Si Joël Guerriau lui-même a volé au secours du praticien en attestant qu'il lui devait "la vie", "la jurisprudence est constante", a rappelé mardi dernier Me Rachel Piralian, avocate du CDOM de Paris, qui s'est associé à la plainte du Président du Sénat : "Il n'y a aucune excuse à la délivrance du secret médical, même si le patient lui-même parle de sa situation, ça ne délie pas le médecin, qui doit être garant de ce secret."
"Posture victimaire"
"Le Dr Lmahdi a trahi la confiance de tous ceux qui l'avaient placée en lui", a enfoncé Me Vincent Gury : "l'institution du Sénat", "ses patients" - pour qui il n'était pas "suffisamment disponible" du fait de cette "activité parallèle"- et le "public", en mettant "en doute la moralité des parlementaires de notre pays". "Muré dans une posture victimaire", le médecin s'est "engagé dans une spirale de mensonges et de contre-vérités" et s'est livré "à une croisade médiatique".
Plaidant à son tour, l'avocat du généraliste s'est d'abord attaché à nier l'existence d'une activité parallèle rémunérée. "Il n'a pas de rémunération, il n'a jamais eu de rémunération", a-t-il martelé. "Il est pas interdit dans ce pays d'être membre d'une SCI", a-t-il lancé. Devant ses pairs, le médecin mis en cause a bien reconnu avoir "signé" "une dizaine ou une quinzaine" de certificats d'aptitude, mais de façon bénévole, sur le temps de "la pause déjeuner", et "en double commande" avec un confrère, afin de se former à cette pratique, a-t-il soutenu. Durant les cinq ans qu'il a exercé au Sénat, il n'a été absent que "2 heures", a souligné son conseil, rappelant que le médecin ne comptait pas ses heures et que son "dévouement" durant la crise sanitaire avait été salué par Gérard Larcher lui-même.

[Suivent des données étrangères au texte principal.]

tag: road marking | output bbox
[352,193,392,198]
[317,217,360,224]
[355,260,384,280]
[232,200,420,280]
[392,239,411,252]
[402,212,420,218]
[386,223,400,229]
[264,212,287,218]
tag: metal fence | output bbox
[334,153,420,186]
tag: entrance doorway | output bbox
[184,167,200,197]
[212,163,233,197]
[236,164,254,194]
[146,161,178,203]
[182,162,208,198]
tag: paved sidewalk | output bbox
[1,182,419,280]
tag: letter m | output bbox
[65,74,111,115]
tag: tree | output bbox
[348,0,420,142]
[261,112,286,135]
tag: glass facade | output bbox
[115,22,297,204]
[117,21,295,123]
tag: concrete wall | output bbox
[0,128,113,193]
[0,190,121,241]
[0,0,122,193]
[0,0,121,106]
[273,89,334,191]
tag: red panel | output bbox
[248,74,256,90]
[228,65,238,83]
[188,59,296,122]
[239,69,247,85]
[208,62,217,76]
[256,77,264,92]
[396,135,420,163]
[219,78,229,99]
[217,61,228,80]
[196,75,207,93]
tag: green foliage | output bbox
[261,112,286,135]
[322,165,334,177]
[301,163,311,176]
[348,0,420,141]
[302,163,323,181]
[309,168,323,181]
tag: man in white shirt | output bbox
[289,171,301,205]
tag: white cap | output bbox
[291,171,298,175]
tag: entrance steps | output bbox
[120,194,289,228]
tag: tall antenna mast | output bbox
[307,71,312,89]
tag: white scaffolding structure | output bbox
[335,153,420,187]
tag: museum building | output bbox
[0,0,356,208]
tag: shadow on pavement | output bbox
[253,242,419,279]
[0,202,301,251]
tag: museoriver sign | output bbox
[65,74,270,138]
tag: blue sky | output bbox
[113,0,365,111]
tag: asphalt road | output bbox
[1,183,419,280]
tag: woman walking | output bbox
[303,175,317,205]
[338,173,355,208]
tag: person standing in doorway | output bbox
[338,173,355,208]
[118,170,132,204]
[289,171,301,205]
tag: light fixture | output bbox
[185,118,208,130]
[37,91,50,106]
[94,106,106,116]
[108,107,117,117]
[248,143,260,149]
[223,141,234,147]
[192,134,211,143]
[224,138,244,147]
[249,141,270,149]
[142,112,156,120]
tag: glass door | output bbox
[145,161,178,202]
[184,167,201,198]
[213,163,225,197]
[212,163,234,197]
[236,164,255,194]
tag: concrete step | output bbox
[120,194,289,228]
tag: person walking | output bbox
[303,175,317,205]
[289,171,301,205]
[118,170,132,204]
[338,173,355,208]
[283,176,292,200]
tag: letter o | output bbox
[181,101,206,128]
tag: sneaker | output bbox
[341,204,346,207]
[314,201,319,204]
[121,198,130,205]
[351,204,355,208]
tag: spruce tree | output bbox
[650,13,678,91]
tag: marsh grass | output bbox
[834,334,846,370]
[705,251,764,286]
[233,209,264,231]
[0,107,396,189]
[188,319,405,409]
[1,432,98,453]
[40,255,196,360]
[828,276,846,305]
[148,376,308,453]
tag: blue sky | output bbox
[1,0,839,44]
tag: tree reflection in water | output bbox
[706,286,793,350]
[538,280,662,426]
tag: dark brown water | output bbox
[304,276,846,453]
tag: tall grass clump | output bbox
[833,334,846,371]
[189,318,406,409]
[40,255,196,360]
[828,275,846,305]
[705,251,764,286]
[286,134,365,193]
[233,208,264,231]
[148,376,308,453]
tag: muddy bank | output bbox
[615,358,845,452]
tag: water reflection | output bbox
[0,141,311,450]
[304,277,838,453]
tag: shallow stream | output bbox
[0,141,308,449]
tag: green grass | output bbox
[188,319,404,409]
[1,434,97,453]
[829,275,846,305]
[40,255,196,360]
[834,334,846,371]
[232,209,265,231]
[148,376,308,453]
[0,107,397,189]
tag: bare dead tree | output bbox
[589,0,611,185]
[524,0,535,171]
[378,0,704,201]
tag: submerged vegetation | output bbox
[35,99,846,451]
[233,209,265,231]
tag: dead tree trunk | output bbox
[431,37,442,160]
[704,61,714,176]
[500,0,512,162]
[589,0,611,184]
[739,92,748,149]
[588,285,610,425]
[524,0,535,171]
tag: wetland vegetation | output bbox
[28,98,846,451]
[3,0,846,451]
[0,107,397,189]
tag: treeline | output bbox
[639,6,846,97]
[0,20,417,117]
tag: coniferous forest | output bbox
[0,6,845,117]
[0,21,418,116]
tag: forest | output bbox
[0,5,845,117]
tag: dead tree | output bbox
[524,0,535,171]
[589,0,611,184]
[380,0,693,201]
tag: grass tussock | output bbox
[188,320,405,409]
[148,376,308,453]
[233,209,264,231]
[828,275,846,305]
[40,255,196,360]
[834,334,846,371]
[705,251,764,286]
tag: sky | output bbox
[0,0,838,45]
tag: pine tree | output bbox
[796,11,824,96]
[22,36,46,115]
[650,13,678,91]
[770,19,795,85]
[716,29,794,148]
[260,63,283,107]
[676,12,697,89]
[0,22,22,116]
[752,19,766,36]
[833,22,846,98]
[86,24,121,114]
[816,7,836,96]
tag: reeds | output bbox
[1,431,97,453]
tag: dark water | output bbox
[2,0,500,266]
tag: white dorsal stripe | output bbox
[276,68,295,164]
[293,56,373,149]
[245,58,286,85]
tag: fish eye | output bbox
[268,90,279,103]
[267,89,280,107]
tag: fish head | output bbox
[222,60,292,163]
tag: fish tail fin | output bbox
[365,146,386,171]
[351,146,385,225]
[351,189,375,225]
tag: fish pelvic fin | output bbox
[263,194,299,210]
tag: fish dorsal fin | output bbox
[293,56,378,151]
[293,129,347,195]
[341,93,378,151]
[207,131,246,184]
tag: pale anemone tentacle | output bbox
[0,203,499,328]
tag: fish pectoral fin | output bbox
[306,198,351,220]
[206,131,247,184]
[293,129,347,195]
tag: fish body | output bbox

"Pas de divulgations nominatives"
Quant aux violations du secret médical, hormis le cas de Joël Guerriau, "ce ne sont pas des divulgations nomitatives, ciblées, il y a aucune identification des personnes concernées", a-t-il relevé. Enfin, El Hassan Lmadhi "n'a jamais été évoqué l'état de santé de M. Larcher, il a simplement évoqué qu'il voyait régulièrement le président du Sénat", que ce soit dans l'enceinte du Palais du Luxembourg ou dans l'immeuble dans lequel se trouvent leurs logements de fonction respectifs. Si ce médecin a commis "une imprudence, un pas de côté" dans son "expression publique", a-t-il conclu, il n'a pas "trahi sa déontologie".
*Il n'exerce plus ces fonctions.
** Cette plainte a été rejetée par l'Ordre.